What I'd like to do here is check whether the sq_ass_item slot is defined as Array_ass_item, and if so call it directly instead of PySequence_SetItem. But it turns out that it's not set as Array_ass_item even if the subclass doesn't override setitem, and more than anything this is the real culprit for the relative slowness of Array_init.

If a built-in type such as ctypes.Array defines both mp_ass_subscript and sq_ass_item, then the setitem wrapper_descriptor wraps the more generic mp_ass_subscript slot function. Then for a subclass, update_one_slot in Objects/typeobject.c plays it safe when updating the sq_ass_item slot. It sees that the inherited setitem descriptor doesn't call wrap_sq_setitem, so it defines the slot in the subclass to use the generic function slot_sq_ass_item.

This generic slot function goes the long way around to look up and bind the setitem method and convert the Py_ssize_t index to a Python integer, to call the wrapper that calls the mp_ass_subscript slot. To add insult to injury, the implementation of this slot for a ctypes Array, Array_ass_subscript, has to convert back to a Py_ssize_t integer via PyNumber_AsSsize_t.

I don't know if this can be resolved while preserving the generic design of the initializer. As is, calling PySequence_SetItem in a tight loop is ridiculously slow. I experimented with calling Array_ass_item directly. With this change it's as fast as assigning to a slice of the whole array. Actually with a list it's a bit slower because *t has to be copied to a tuple. But it takes about the same amount of time as assigning to a slice when t is already a tuple, such as tuple(range(1000000)).

I doubt any amount of tweaking will make ctypes as fast as an array.array. ctypes has a generic design to accommodate simple C data, pointers, and aggregate arrays, structs, and unions. This comes with some cost to performance. However, you can and should make use of the buffer protocol to use arrays from the array module or numpy where performance is critical. It's trivial to create a ctypes array from an object that supports the buffer protocol. For example:

v = array.array('I', t)
a = (ctypes.c_uint32 * len(v)).from_buffer(v)

There's no need to use the array.array's buffer_info() or ctypes.cast(). The from_buffer() method creates an array that shares the buffer of the source object, so it's relatively fast. It's also returning a sized array instead of a lengthless pointer (though it is possible to cast to an array pointer and immediately dereference the array).

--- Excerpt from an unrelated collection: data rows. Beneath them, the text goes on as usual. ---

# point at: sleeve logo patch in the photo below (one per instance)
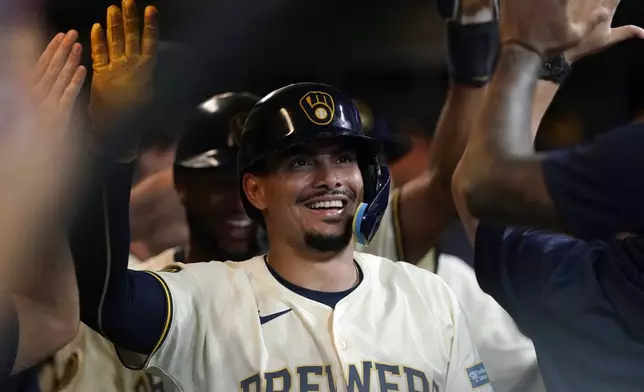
(478, 375)
(172, 268)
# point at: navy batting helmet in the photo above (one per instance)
(212, 135)
(301, 113)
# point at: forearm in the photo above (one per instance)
(127, 307)
(452, 131)
(544, 94)
(500, 175)
(502, 131)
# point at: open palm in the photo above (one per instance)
(603, 37)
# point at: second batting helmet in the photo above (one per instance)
(301, 113)
(212, 135)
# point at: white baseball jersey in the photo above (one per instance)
(89, 363)
(509, 356)
(234, 326)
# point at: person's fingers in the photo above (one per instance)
(150, 32)
(624, 33)
(132, 33)
(66, 102)
(115, 34)
(66, 73)
(100, 57)
(46, 56)
(41, 90)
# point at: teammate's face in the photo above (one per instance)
(215, 211)
(312, 194)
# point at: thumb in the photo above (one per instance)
(623, 33)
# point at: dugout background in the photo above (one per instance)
(391, 52)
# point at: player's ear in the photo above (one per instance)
(255, 191)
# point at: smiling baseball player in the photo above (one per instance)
(312, 314)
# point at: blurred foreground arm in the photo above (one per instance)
(127, 307)
(426, 205)
(40, 299)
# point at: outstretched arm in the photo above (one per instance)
(129, 308)
(425, 205)
(39, 300)
(501, 176)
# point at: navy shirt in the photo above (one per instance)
(579, 301)
(9, 334)
(598, 188)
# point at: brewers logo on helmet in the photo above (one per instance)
(302, 113)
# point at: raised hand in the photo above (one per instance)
(124, 64)
(35, 113)
(550, 27)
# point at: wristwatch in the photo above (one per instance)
(555, 70)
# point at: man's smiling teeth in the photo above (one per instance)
(326, 204)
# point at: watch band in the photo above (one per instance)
(555, 70)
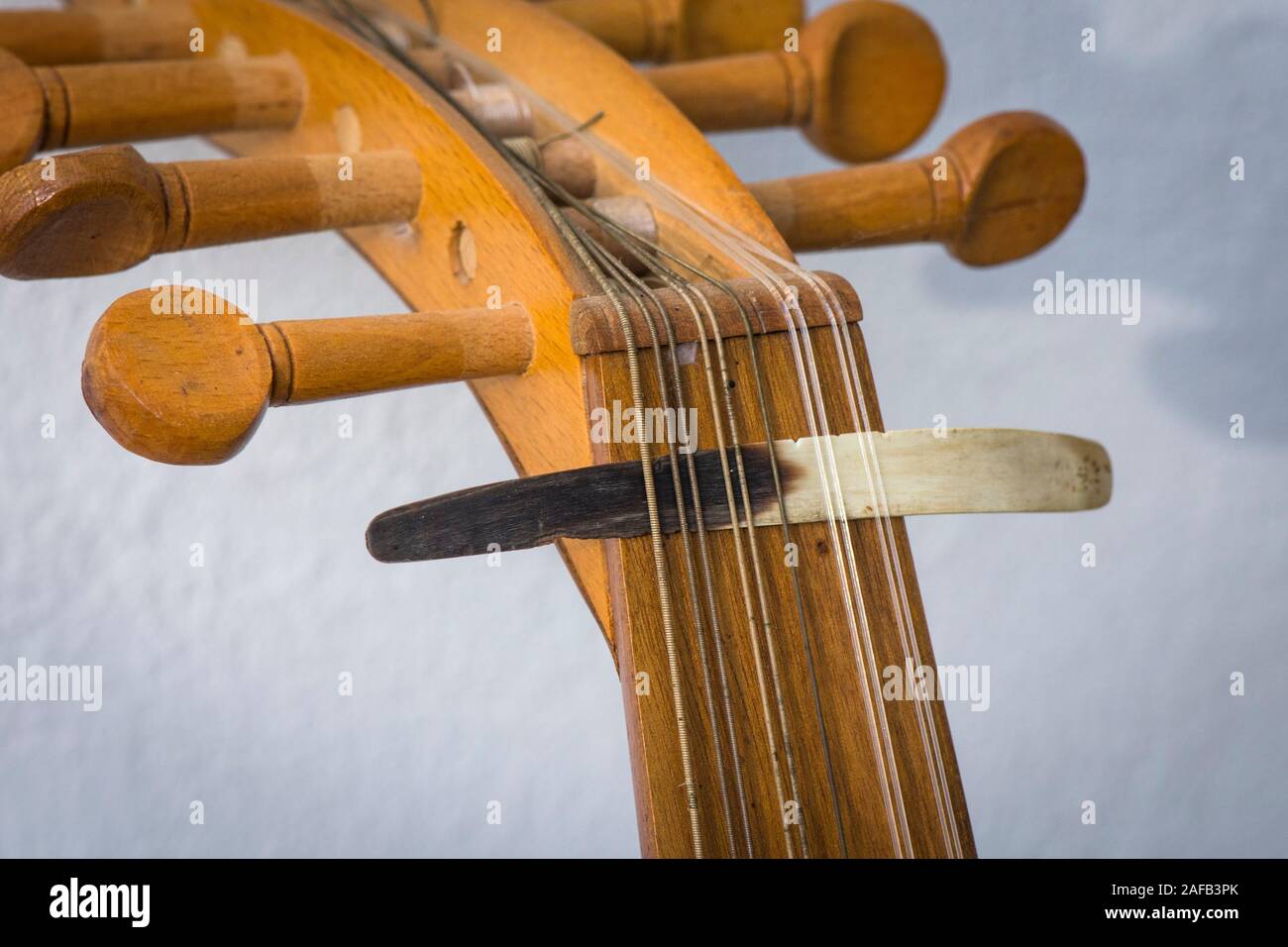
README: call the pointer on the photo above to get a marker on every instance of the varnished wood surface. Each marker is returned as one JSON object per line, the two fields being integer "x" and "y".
{"x": 183, "y": 376}
{"x": 59, "y": 38}
{"x": 674, "y": 30}
{"x": 864, "y": 84}
{"x": 107, "y": 209}
{"x": 660, "y": 784}
{"x": 921, "y": 472}
{"x": 999, "y": 189}
{"x": 542, "y": 416}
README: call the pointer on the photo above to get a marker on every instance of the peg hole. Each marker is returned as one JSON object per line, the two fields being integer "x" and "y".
{"x": 464, "y": 253}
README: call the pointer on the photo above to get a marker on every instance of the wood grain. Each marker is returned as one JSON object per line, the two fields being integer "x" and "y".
{"x": 59, "y": 38}
{"x": 107, "y": 209}
{"x": 183, "y": 376}
{"x": 999, "y": 189}
{"x": 864, "y": 84}
{"x": 674, "y": 30}
{"x": 542, "y": 418}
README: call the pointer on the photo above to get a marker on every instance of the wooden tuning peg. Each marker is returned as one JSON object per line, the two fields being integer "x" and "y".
{"x": 674, "y": 30}
{"x": 107, "y": 209}
{"x": 866, "y": 82}
{"x": 71, "y": 106}
{"x": 192, "y": 386}
{"x": 1001, "y": 188}
{"x": 84, "y": 35}
{"x": 567, "y": 161}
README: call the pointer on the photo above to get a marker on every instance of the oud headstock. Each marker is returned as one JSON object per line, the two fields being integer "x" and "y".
{"x": 570, "y": 244}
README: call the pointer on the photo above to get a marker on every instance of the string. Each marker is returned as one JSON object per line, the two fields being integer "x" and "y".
{"x": 876, "y": 486}
{"x": 639, "y": 291}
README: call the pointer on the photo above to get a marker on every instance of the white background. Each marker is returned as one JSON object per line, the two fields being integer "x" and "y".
{"x": 477, "y": 684}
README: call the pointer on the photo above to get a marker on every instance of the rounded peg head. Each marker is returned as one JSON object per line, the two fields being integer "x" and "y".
{"x": 876, "y": 78}
{"x": 1021, "y": 179}
{"x": 22, "y": 111}
{"x": 80, "y": 214}
{"x": 176, "y": 375}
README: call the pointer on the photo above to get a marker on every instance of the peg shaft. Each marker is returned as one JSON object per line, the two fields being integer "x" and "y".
{"x": 107, "y": 209}
{"x": 866, "y": 82}
{"x": 180, "y": 376}
{"x": 673, "y": 30}
{"x": 1001, "y": 188}
{"x": 47, "y": 38}
{"x": 69, "y": 106}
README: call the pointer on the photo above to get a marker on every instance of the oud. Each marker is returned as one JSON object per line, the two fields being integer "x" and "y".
{"x": 568, "y": 244}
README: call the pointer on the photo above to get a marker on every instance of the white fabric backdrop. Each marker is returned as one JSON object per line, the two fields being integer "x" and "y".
{"x": 476, "y": 684}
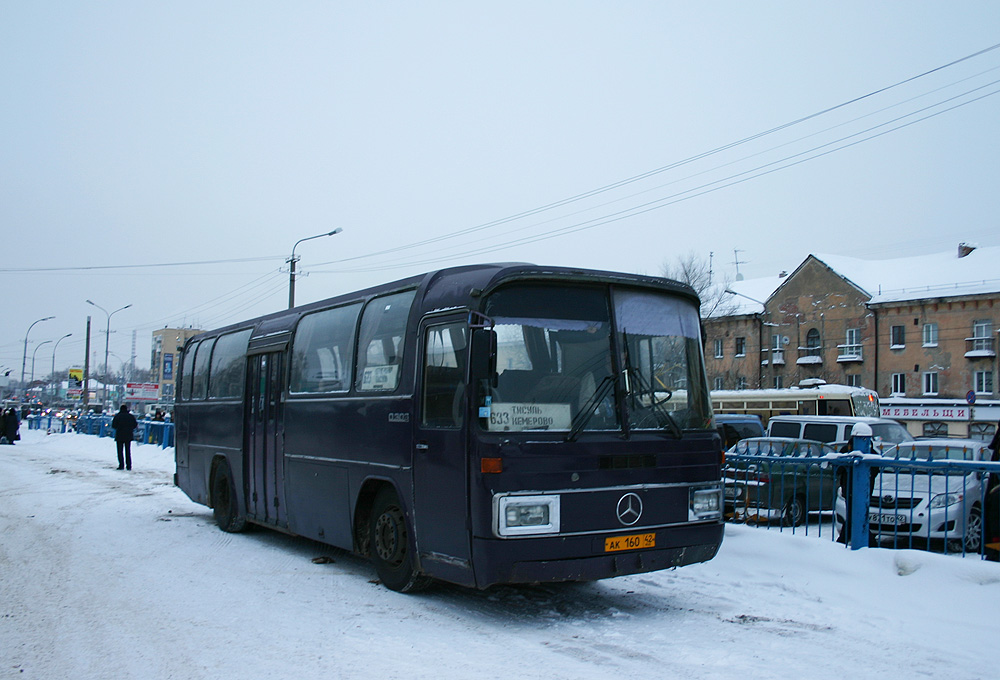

Thank you for these explanations.

I understand that we get a generic function to the cost of performances.

However, I think we should at least tell in the documentation that the constructor (ctypes.c_uint32 * len(t))(*t) is slow and that we can do much faster in some specific cases (e.g. an array of integers).

It would be even better to have some specific method(s) to do this in ctypes, instead of having to rely on an array.array just to build a ctypes array from a list. I am not familiar with CPython code, so I do not know if it would be easily feasible.